Doob: The Saturday Hike was started in 1909 by a classics professor. Each Saturday the group drives to woods along a river. For many years some of the hikers hiked along the river and the others found an open area and played a primitive version of softball baseball, but as the years progressed the numbers dwindled and finally there were too few for baseball. On hot summer days there is swimming in a river or pond. A “sitting log” as hiker base is found in the woods. In the evening a fire is built near the log, as large as needed for cooking and warmth, food is cooked and the problems of the university, Champaign-Urbana and the world are solved. Disagreement on a fact is settled by a Pie for the Hikers bet; the loser brings a pie after the fact has been researched.
The hikers stand around the fire or sit on the sitting log. On cold winter days the fires are large, and newspaper is used over sitter knees to protect them from the heat. The tradition is that the fire should be placed to make the smoke go into sitter faces. Snow or light rain is mostly dissipated by the fire; if there is heavy rain, the fire is built under a nonporous bridge.

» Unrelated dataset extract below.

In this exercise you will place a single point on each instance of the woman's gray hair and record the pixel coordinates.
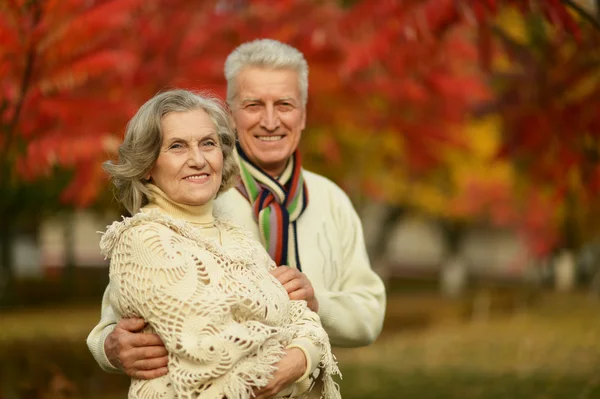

The hike is characterized by glorious irresponsibility in action and conversation and by heavy eating. “Hikers delight” is a renowned specialty: onions and hot peppers are fried in bacon fat; when the onions are done, the fat is poured into the fire, cheese is added and the frying continues until the cheese has melted. “We played softball in cow-pastures, fried our steak, stood on the fire and rocked the night with corny song” (Richmond Lattimore in the New Republic, November 13, 1961, in honor of the Saturday Hike founder; the singing stopped in the 1940s, when the singing leaders died).
I entered the group in 1939 and went regularly every Saturday. At that time as many as 30 came out, but now there are usually at most 10. The Saturday Hike is a treasured tradition and members drive to Urbana for it from as far away as Purdue, 90 miles away.
Snell: More impressive to me is your going on those winter hikes at age 87. I’ll see you next year at my annual hike visit, but I think I’ll make it November this time rather than January!